Stocks rose and bond yields fell as signals of cooling in both the labor market and services reinforced the idea that the Federal Reserve is done with rate hikes – while bolstering bets on cuts as early as June.
All across Wall Street, the superlatives piled up on Friday, with the S&P 500 rising about 1% and notching its best week in 2023. The market’s “fear gauge” – the VIX – saw its biggest five-day plunge in 21 months. Treasuries climbed across the curve, with two-year yields dropping 16 basis points to 4.83%. The dollar slid the most since July. Oil sank below $81 a barrel.
Fed swaps now show that traders see an only 16% chance of another hike by January, and have fully priced in a cut by June – instead of July. The U.S. service sector expanded at the weakest pace in five months, job growth moderated and the unemployment rate climbed to 3.9%. Nonfarm payrolls increased 150,000 last month following a downwardly revised 297,000 in September. Wage growth slowed.
“The U.S. economy showed its first cracks, but markets decided not to care,” said Florian Ielpo at Lombard Odier Asset Management in Switzerland. “For now, all is well – and ‘bull is cool’ looks liberating for a considerable number of investors, be it on the equity or on the bonds’ side.”
To George Mateyo, chief investment officer at Key Private Bank, the latest trends only validate the Fed’s decision to pause this week.
“They also underline a ‘not too hot/not too cold’ backdrop – which will be welcomed news by investors who, up until recently, had been concerned about things overheating,” he added.

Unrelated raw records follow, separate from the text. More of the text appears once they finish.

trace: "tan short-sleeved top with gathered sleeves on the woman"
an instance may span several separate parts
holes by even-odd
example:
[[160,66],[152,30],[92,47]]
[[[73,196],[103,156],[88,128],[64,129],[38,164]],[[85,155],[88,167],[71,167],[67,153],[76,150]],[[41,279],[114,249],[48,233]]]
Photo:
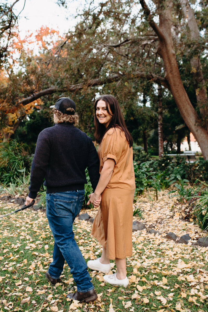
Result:
[[107,188],[135,189],[135,177],[133,169],[133,149],[129,148],[124,132],[119,128],[111,128],[104,135],[99,148],[100,173],[106,159],[115,160],[110,182]]

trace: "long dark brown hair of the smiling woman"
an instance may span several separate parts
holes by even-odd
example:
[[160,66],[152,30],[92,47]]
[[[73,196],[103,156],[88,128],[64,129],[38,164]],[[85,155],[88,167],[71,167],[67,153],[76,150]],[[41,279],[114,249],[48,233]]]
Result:
[[[100,124],[97,117],[96,117],[96,107],[97,107],[97,103],[98,101],[103,100],[106,104],[106,110],[107,112],[112,116],[112,118],[110,119],[110,122],[107,126],[107,128],[105,128],[104,124]],[[109,112],[109,109],[111,110],[112,114]],[[125,137],[128,141],[129,147],[131,147],[133,145],[133,139],[131,134],[128,132],[128,129],[126,127],[120,106],[118,101],[116,100],[116,98],[114,98],[113,95],[101,95],[94,103],[94,137],[96,139],[96,141],[100,144],[100,142],[102,141],[104,134],[110,129],[110,128],[120,128],[121,130],[123,130]]]

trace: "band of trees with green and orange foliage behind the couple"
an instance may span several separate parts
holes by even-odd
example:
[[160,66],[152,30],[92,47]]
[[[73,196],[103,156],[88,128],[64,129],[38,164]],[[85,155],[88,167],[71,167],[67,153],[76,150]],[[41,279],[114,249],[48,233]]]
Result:
[[2,140],[35,141],[59,96],[75,101],[80,129],[93,136],[94,100],[110,93],[145,151],[161,155],[166,141],[180,152],[191,131],[208,159],[207,1],[86,2],[65,36],[37,32],[38,53],[18,36],[16,2],[0,6]]

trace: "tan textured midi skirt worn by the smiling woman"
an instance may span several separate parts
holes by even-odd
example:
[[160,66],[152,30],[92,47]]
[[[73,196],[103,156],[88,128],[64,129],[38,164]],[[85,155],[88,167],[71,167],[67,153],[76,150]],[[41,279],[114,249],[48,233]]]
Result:
[[91,234],[106,248],[108,259],[132,255],[134,190],[105,188]]

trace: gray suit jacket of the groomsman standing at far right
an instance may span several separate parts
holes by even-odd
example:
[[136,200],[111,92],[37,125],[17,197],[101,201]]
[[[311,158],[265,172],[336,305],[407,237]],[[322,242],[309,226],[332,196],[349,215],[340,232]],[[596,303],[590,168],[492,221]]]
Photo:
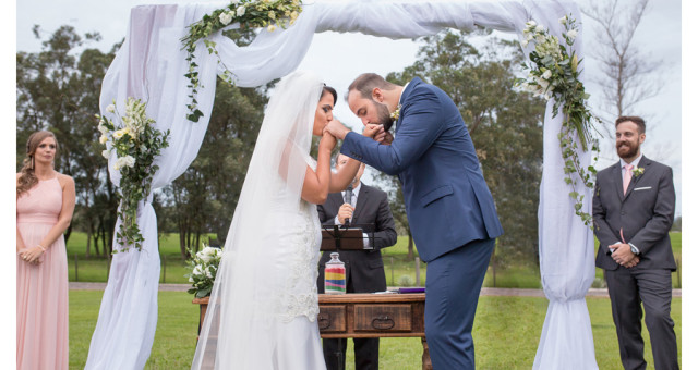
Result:
[[643,174],[633,175],[623,195],[621,162],[597,174],[593,193],[593,226],[599,239],[597,267],[618,268],[609,246],[625,242],[636,246],[640,262],[635,269],[676,270],[669,231],[674,222],[676,195],[672,169],[642,156],[638,168]]

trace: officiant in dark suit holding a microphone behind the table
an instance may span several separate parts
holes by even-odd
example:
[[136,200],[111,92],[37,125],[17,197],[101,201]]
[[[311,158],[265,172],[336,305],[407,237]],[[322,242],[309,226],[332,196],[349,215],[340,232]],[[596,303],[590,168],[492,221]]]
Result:
[[[347,163],[349,157],[337,156],[336,168]],[[361,183],[365,164],[361,163],[359,172],[351,183],[351,190],[333,193],[324,205],[317,206],[320,222],[325,225],[345,224],[349,219],[351,225],[363,229],[364,246],[370,246],[368,236],[374,233],[373,250],[341,250],[339,259],[347,269],[347,293],[385,292],[385,271],[381,249],[395,245],[397,233],[395,221],[385,192]],[[323,252],[320,259],[317,292],[325,292],[325,263],[329,261],[329,251]],[[378,370],[378,338],[354,338],[354,363],[357,370]],[[347,351],[346,340],[323,340],[323,353],[328,370],[344,369]]]

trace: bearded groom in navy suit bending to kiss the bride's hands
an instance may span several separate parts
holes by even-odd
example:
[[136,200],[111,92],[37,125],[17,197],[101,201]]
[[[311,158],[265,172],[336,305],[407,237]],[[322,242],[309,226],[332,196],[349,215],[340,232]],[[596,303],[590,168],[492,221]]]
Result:
[[[417,250],[428,263],[424,324],[432,365],[474,369],[472,323],[503,231],[468,127],[453,100],[420,78],[398,86],[365,73],[349,86],[347,102],[373,140],[338,122],[325,130],[344,139],[342,155],[398,175],[402,184]],[[395,137],[388,133],[393,121]]]

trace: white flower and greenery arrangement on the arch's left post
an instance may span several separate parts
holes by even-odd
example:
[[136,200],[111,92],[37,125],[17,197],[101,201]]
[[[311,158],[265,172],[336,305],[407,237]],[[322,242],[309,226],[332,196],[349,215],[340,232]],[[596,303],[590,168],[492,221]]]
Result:
[[119,114],[116,102],[107,107],[107,112],[117,122],[105,115],[97,115],[97,128],[101,133],[99,143],[107,147],[101,152],[103,156],[109,159],[112,151],[116,151],[115,170],[121,174],[118,192],[121,203],[117,211],[121,225],[117,231],[117,238],[122,245],[141,250],[143,235],[136,222],[139,202],[151,194],[153,175],[158,170],[153,162],[168,147],[170,132],[163,133],[155,128],[155,120],[147,116],[145,102],[140,99],[127,99],[124,115]]

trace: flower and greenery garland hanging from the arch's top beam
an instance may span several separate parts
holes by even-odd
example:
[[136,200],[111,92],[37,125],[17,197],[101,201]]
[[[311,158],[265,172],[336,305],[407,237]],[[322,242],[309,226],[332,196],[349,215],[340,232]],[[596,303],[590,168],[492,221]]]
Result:
[[239,23],[241,28],[266,27],[268,32],[274,32],[277,27],[286,28],[296,22],[301,11],[301,0],[231,0],[226,8],[218,9],[204,15],[201,21],[192,23],[189,26],[189,34],[182,38],[189,62],[189,71],[184,76],[189,78],[188,87],[192,90],[190,95],[192,100],[186,106],[190,111],[186,119],[197,122],[204,115],[198,110],[196,102],[196,92],[202,85],[198,81],[198,72],[196,71],[198,65],[194,60],[194,52],[200,40],[203,40],[209,54],[218,57],[218,63],[224,66],[225,71],[222,78],[232,84],[232,73],[220,60],[216,42],[206,38],[233,23]]

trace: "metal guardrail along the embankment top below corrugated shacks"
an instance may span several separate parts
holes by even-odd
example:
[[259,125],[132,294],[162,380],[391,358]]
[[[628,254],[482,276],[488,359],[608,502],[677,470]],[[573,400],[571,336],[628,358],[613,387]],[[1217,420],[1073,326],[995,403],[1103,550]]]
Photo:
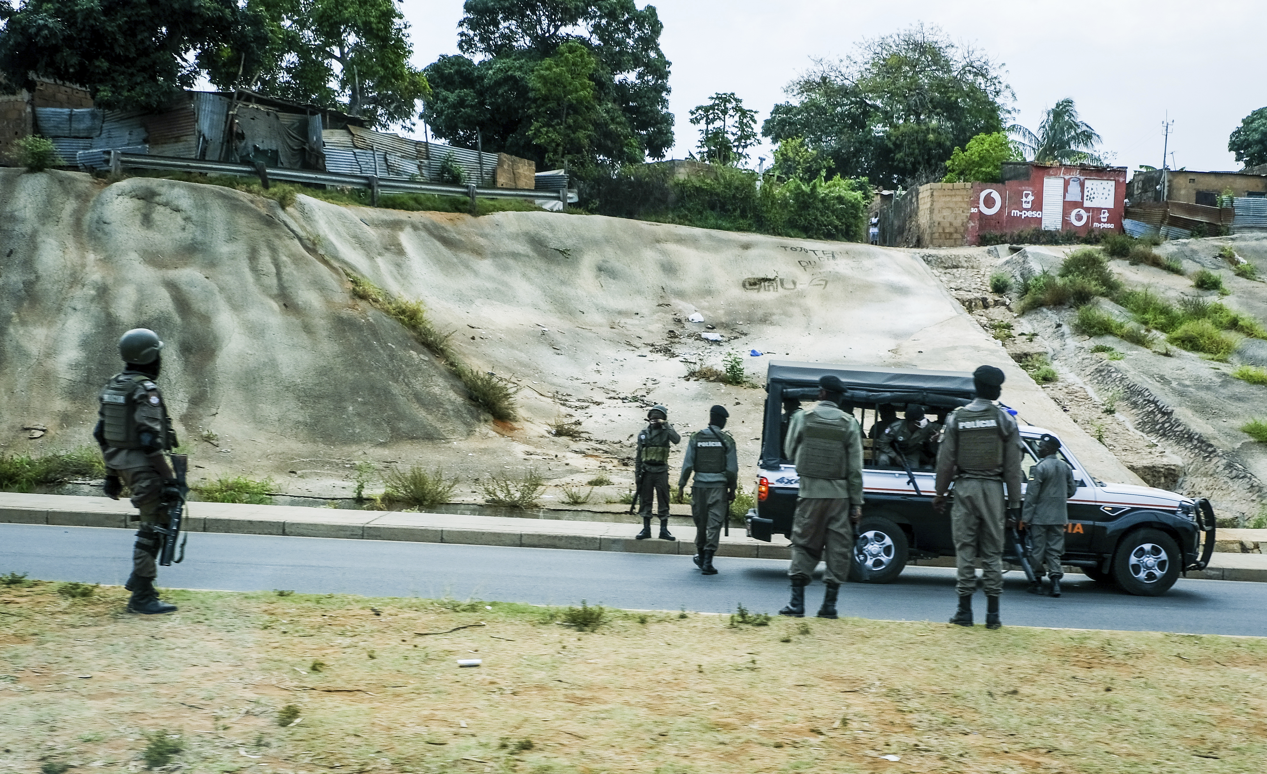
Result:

October’s pace of slower net hiring should give Fed officials room to maintain their pause in interest rate policy as they await further progress on inflation, said Russell Price, chief economist at Ameriprise, who currently believes the the Fed is done raising rates.
The Federal Open Market Committee voted Wednesday to hold interest rates at a 22-year high for a second straight meeting. Fed Chair Jerome Powell said it’s an open question whether the central bank would need to hike again, and that it’s “proceeding carefully,” an assessment that’s often suggested a reluctance to raise rates in the near term.
Fed Bank of Atlanta President Raphael Bostic said policymakers have time to watch how the economy is evolving and be patient when it comes to interest-rate moves. His Minneapolis counterpart Neel Kashkari said that while a slowdown in hiring is welcome news for the central bank, he doesn’t want to overreact to just one month of data. Richmond Fed chief Thomas Barkin had similar thoughts on the latest jobs figures, saying that his view on whether to hike again will depend more on inflation reports.
“The Federal Reserve could not realistically have hoped for a better jobs report today, but it will need to be one of a number of positive economic reports over the coming months before it’s ready to declare victory,” said Craig Erlam, senior market analyst at Oanda.
Better entry point
Helped by a growing sense that the Fed’s aggressive rate-hiking regime may be over, the S&P 500 has ascended rapidly this week. And Bank of America Corp.’s Michael Hartnett says technical factors no longer stand in the way of a year-end rally in stocks.
The bank’s in-house sentiment gauge, the Bull & Bear Indicator, is flashing a contrarian buy signal for a third straight week amid poor equity market breadth – a reference to the number of stocks rising – and large outflows from high-yield and emerging-market bonds, the strategist wrote in a note. The indicator has slid to 1.4, below the 2 level that BofA says implies a buy signal.
Meantime, BofA’s Savita Subramanian says the S&P 500 offers a better entry point now relative to its July peak – and “the probability of a positive surprise in higher beta stocks is high,” while noting that the frequency of clients asking whether they should wait to buy equities has increased.
“Extreme fear can be just as costly as greed,” she wrote.
While the stock market has enjoyed a powerful rebound this week, lurking beneath the euphoric surface are still fears about Corporate America’s profit outlook.
Among companies that have issued guidance this earnings season for next quarter and beyond, more have been providing estimates that trail analysts’ expectations. A gauge of forward guidance that compares corporate forecasts with the Wall Street consensus has been lower only once since 2019, data compiled by Bloomberg Intelligence show.
The litany of bullish calls for both the stock and bond markets that have been resounding should be an obvious signal that investor sentiment (at best) remains neutral and (at worst) will quickly revert back toward bullish extremes, according to Dan Wantrobski at Janney Montgomery Scott.
“Such manic dispersion in outlook implies that the markets may likely need more time to find their footing, and could even see lower levels over the coming months,” he noted. “Our work points to more volatility ahead.”
Meantime, bonds are looking attractive and set to beat cash over the next year as inflation cools and central banks end policy tightening, according to Goldman Sachs Group Inc.’s head of asset allocation strategy.
“Bonds are starting to offer an attractive entry point,” said Christian Mueller-Glissmann. “Central banks are very close or already at the end of their rate-hiking cycle. We also recognize the pressure that comes from rising long-dated bond yields on the economy. Those factors set investors up nicely for a much better starting point for buying bonds.”